16. Bölüm

77 20 1
                                    


"Bak şimdi, şurada ki aptal aptal hareketler yapan benim kuzenim, adı Ömer. Çok bulaşma kafa yapar."

Teker teker hepsini anlattıktan sonra elimi Hande'ye doğrultup "Bu kızla sakın konuşma." dedim. Git gide yaklaşıyorduk.

"Neden ya, güzel kızmış." dedi. Çantamı kafasına indirip "Beni delirtme çocuk!" diye bağırdım.

"Çocuk mu?" Ellerini iki yana açmış sırıtmasını şaşkın bakışlarının altına gizlemişti. Sanırım kalp krizi geçiriyordu.

"Ben de sana anne deyim istersen." dedi. Gülerek "Oluur." dedim. Yanlarına gelmiştik. Sanırım ilk defa arkadaşlarımı gördüğüme üzülüyordum. Ömer ve Mert mangal yakmaya çalışıyordu. Cemre Mert'i izliyordu. Ezgi sofrayı hazırlıyordu. Hakan ve Hande de bir köşede oturuyorlardı. İkisi fazla yakınlaşmaya başlamıştı. Belki sevgili olurlardı. Neyse ki Emir bunu umursamıyordu.

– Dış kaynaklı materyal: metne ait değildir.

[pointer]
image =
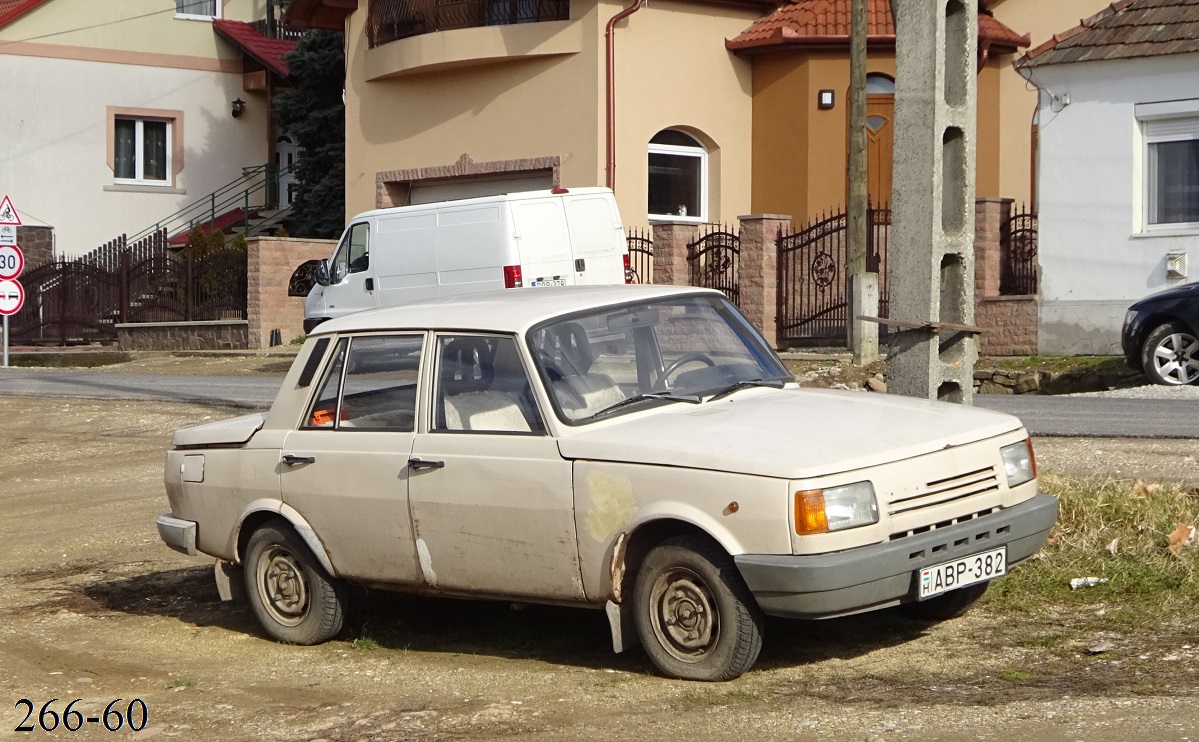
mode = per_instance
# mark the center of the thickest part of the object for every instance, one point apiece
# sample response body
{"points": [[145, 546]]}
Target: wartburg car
{"points": [[639, 450]]}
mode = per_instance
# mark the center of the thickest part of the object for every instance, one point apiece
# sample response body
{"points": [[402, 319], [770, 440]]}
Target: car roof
{"points": [[501, 311]]}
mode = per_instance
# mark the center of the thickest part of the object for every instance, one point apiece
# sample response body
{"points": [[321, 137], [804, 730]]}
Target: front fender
{"points": [[294, 518]]}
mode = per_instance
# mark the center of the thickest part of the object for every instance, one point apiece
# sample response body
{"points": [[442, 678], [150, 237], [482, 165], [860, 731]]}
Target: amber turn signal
{"points": [[809, 512]]}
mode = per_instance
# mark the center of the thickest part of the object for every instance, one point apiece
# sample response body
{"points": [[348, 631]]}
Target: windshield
{"points": [[679, 349]]}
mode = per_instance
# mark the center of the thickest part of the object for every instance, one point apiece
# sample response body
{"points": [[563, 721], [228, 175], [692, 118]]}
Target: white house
{"points": [[1119, 168], [119, 114]]}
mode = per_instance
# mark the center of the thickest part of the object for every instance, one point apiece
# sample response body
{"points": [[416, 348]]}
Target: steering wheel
{"points": [[662, 384], [559, 387]]}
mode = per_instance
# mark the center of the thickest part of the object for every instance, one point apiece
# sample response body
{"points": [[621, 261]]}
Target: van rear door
{"points": [[597, 239], [542, 242]]}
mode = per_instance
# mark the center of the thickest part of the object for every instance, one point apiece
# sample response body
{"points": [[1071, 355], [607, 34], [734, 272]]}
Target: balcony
{"points": [[393, 19]]}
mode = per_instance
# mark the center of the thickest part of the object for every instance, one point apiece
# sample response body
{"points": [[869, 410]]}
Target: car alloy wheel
{"points": [[1172, 355]]}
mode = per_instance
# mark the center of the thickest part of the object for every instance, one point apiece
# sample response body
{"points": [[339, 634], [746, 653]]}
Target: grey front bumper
{"points": [[176, 534], [825, 585]]}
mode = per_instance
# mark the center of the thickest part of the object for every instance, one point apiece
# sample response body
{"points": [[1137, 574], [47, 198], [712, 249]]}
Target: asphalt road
{"points": [[1064, 415]]}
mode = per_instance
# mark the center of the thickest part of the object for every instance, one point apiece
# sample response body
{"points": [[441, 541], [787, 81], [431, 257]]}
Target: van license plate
{"points": [[976, 568]]}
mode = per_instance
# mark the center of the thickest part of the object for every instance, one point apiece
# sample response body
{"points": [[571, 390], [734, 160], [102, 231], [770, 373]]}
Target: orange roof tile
{"points": [[12, 10], [815, 22], [269, 52]]}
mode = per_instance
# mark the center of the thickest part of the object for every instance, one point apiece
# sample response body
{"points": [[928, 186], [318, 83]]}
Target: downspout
{"points": [[612, 86]]}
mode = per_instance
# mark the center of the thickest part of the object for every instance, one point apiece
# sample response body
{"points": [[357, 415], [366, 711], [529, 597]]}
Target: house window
{"points": [[1174, 181], [198, 8], [1170, 132], [142, 150], [678, 178]]}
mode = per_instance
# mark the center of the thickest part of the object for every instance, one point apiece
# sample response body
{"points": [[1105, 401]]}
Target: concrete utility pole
{"points": [[863, 288], [933, 353]]}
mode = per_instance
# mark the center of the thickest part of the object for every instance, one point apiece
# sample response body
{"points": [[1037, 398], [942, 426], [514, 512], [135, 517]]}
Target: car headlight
{"points": [[1019, 464], [835, 508]]}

Üzerimde tatlı bir sevinç vardı. Emir hemen mangalı devraldı. Ömer'in de canına minnetti zaten, bırakıp kaçtı. Bende Ezgi'nin yanına yardıma gittim.

"Nerde kaldınız kız?" diye sordu hemen. Cemre de yanaşıp "Niye o taraftan geldiniz, dolaştınız mı yoksa?" diye sordu.

"Yürüdük biraz." dedim fısıldayarak. Ezgi ve Cemre aynı anda "Nee." diye bağırdılar. Bunu nasıl başardıklarını bir ara öğrenmem gerekiyordu. Umarım duymamıştır diye resmen dua ediyordum. Rezil oldum. Rezilim.

Durumu anlamış olacaklar ki fısır fısır heyecanlarına yaşamaya devam ettiler. Evde dayak yiyeceklerini bilseler iyi olacaktı.

Mert bu tarafa doğru gelirken Hande de Emir'in yanına gitti. Sohbet ediyorlardı. Emir ve Hande. Gözlerimi onlardan ayırmıyordum. Emir ara ara bana bakıp sırıtıyordu. Resmen konuşma dedim diye yapıyordu. Birdenbire aklıma onları seyretmek yerine engellemek geldi. Kendi kendimi tebrik edip bir tabak aldım ve yanlarına gittim.

"Olmadı mı etler hala?" diye sordum. Hande bana bakıp "Olmadı canım." dedi. Şu kızın canım demesi kadar itici bir şey yoktu.

Emir sırıtarak "Beş dakikaya olur. İstersen sonra gel." dedi. Resmen beni kovmaya çalışıyordu. Ama unuttuğu bir şey vardı. Ben yüzsüzlükte mastır yapmıştım. Sinirimi yapmacık bir gülümsemeyle örterek "Eee, siz ne konuşuyordunuz?" diye sordum.

Hande "Aramızda." dedi. Emir de pis pis sırıtıyordu. İçimden ikisinin de saçını başını yolmak geliyordu. Ama onun yerine mangal olana kadar orda boş boş bekledim. Ne? Onları baş başa bırakacak değildim herhalde. Sonra da oturup yemeğimi yedim. Bilerek Hande'nin yanına oturmuştum. E buna zeka derler.

Yemekten sonra voleybol oynamaya başladık. Bu konuda çok becerikli olduğumu söyleyemem o yüzden annem arayınca hemen kaçtım.

Sessiz bir yere oturup müzik dinledim bir süre. Sonra üşüdüğümü fark edip yanlarına dönmeye karar verdim. Ne de olsa kış aylarına giriyorduk. Ciddi ciddi buraya geleli bir buçuk ay olmuştu. Kasım ayına girecektik. İzmir'de de soğuk varmış meğer.

Kazağımın kollarına sarılıp yanlarına gittim. Hande gitarını kabından çıkarıyordu. Emir'i görmüştüm ama Hande'yi daha önce hiç gitar çalarken görmemiştim. Hande çalmaya başlarken Ömer'in yanına oturdum.

Vursalar Ölemem söylüyordu. Sesi beklediğimden çok daha mükemmeldi. Arada Emir'de arkadan eşlik ediyordu. O an onu o kadar kıskandım ki... Hem sesi çok güzeldi, hem de Emir'le çok uyumluydu.

Şarkı bittiğinde kalktım. Hande yeniden çalmaya başlamıştı. Bir kaç adım atmıştım ki omzuma bir ağırlık bindi. Emir'in hırkasıydı. Ona döndüm.